Postby DWish97 » Sat Feb 18, 2017 9:23 am

It's been five years. I still do this and it gets worse. In my opinion munchausen syndrome is a chronic spectrum disorder, that gets worse as time progresses. It's just not fun anymore, and I feel so paranoid. I used to be so smart, I knew everything about my fake illnesses but now I can't remember any of it, i just keep pressing on without knowing any of my $#%^ and I just don't know how much longer I can do this. I want to be sick, I want to make these lies a truth and get what I deserve. I just want this SO badly... It doesn't make sense. Why would I want this? I complained when I had bronchitis, yet I desperately want cancer or some other equally horrific disease. This isnt fun anymore. It's not, its way past that stage. Now it's just torture and paranoia.
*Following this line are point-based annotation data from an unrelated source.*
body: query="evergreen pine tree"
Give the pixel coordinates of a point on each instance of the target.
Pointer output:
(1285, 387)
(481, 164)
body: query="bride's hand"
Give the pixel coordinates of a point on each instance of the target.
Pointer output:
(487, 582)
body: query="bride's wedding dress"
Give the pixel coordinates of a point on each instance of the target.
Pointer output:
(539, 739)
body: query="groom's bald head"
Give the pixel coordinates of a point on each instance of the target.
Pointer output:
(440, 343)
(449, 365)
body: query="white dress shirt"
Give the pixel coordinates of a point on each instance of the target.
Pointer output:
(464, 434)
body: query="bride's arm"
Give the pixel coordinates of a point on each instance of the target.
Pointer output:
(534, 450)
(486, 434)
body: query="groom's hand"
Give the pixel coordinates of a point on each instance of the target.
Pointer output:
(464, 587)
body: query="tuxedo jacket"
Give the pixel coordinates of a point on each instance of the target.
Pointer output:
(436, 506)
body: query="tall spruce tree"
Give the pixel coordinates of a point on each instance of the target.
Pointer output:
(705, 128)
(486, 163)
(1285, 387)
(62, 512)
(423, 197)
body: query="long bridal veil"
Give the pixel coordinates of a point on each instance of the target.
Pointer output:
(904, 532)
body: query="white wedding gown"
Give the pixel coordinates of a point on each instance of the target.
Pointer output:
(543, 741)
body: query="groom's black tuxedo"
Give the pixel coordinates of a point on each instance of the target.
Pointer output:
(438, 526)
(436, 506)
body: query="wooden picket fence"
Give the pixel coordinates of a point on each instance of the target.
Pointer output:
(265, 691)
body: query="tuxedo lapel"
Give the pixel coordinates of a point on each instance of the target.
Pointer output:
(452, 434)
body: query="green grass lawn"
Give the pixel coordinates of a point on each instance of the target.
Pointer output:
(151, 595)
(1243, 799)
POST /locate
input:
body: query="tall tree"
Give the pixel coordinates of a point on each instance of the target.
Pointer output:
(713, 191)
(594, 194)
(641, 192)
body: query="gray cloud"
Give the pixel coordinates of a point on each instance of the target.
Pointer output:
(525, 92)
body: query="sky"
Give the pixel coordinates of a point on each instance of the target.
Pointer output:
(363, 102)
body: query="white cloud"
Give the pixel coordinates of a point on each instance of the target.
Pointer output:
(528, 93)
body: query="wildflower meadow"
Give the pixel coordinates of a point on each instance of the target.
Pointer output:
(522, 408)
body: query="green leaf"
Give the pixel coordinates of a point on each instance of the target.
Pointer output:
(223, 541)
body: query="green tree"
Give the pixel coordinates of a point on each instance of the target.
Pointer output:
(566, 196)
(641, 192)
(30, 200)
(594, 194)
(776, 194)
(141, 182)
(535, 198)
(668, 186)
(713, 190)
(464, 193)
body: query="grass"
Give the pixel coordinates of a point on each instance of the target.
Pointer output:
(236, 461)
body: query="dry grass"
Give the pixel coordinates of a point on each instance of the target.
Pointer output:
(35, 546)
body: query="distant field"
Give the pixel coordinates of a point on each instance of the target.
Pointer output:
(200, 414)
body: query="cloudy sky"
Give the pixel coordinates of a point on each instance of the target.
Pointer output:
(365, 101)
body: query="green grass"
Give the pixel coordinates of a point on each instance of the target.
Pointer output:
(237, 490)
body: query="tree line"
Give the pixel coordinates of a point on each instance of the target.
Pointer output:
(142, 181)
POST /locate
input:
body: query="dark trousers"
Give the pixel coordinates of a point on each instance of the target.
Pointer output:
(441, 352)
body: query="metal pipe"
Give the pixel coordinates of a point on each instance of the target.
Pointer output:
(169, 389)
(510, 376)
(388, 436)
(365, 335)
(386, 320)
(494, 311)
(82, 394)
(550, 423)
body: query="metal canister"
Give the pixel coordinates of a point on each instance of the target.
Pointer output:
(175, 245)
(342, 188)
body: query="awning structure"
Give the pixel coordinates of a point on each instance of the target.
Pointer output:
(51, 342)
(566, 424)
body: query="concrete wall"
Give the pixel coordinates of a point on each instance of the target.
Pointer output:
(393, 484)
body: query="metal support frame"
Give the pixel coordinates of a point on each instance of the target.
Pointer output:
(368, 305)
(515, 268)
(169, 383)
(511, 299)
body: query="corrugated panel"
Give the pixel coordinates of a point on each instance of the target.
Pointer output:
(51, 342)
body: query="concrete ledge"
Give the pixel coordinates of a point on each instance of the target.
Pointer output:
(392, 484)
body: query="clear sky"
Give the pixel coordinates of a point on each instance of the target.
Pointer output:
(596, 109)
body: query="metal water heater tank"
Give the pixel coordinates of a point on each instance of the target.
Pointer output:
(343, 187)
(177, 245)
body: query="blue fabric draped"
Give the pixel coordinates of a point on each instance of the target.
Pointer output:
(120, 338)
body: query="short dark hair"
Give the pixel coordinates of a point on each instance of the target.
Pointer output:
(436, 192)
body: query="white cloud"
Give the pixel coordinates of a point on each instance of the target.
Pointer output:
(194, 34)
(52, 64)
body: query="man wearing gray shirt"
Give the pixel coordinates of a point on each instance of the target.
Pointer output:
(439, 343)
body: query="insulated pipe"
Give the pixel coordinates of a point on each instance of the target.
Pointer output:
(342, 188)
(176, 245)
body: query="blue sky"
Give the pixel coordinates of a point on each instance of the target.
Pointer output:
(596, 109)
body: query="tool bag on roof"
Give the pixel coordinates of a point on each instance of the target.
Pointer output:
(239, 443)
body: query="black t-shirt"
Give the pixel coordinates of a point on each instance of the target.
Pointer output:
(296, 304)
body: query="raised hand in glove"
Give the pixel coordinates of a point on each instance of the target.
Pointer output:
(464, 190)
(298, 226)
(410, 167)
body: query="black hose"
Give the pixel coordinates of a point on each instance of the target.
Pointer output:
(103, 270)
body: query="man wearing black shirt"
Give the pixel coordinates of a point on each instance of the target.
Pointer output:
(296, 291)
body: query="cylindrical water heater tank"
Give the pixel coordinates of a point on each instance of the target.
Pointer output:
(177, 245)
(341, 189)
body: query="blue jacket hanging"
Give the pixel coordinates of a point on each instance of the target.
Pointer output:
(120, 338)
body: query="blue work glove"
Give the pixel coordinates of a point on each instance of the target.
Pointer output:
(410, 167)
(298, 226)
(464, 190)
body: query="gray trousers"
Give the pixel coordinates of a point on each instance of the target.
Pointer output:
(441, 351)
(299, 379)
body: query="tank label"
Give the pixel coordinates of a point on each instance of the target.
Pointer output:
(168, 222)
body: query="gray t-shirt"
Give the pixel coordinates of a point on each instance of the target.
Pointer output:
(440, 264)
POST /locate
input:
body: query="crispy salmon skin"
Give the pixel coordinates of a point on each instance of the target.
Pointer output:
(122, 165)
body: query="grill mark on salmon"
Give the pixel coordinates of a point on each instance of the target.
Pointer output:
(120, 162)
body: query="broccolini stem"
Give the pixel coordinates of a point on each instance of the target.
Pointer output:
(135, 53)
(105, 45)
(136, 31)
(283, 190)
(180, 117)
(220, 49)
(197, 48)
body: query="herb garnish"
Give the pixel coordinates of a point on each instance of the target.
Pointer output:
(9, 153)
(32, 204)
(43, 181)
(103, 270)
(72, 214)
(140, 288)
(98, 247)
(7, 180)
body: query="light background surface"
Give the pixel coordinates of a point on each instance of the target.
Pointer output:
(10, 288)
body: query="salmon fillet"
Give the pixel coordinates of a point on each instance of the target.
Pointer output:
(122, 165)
I'm so scared that I'm going to get caught, and I know I will if I keep this up any longer. I've already tried many times to get help, nobody believes me... figures. I tell a professional "I have munchausen syndrome please help me..." they say "you have borderline personality disorder" I believe that maybe I do, but I have munchausen tendencies and nobody wants to acknowledge that. I go to my therapy sessions, it's all just talk about my mood. I want to talk about this sick thing that I do. Just for once. I want someone to believe me when I tell them the truth. Instead they just believe the lies. It makes me so upset. I believe that I belong locked up in the hospital, I cannot function in the real world. This obsession with being sick just takes over. My heart is so done with this... I just wish my mind would agree.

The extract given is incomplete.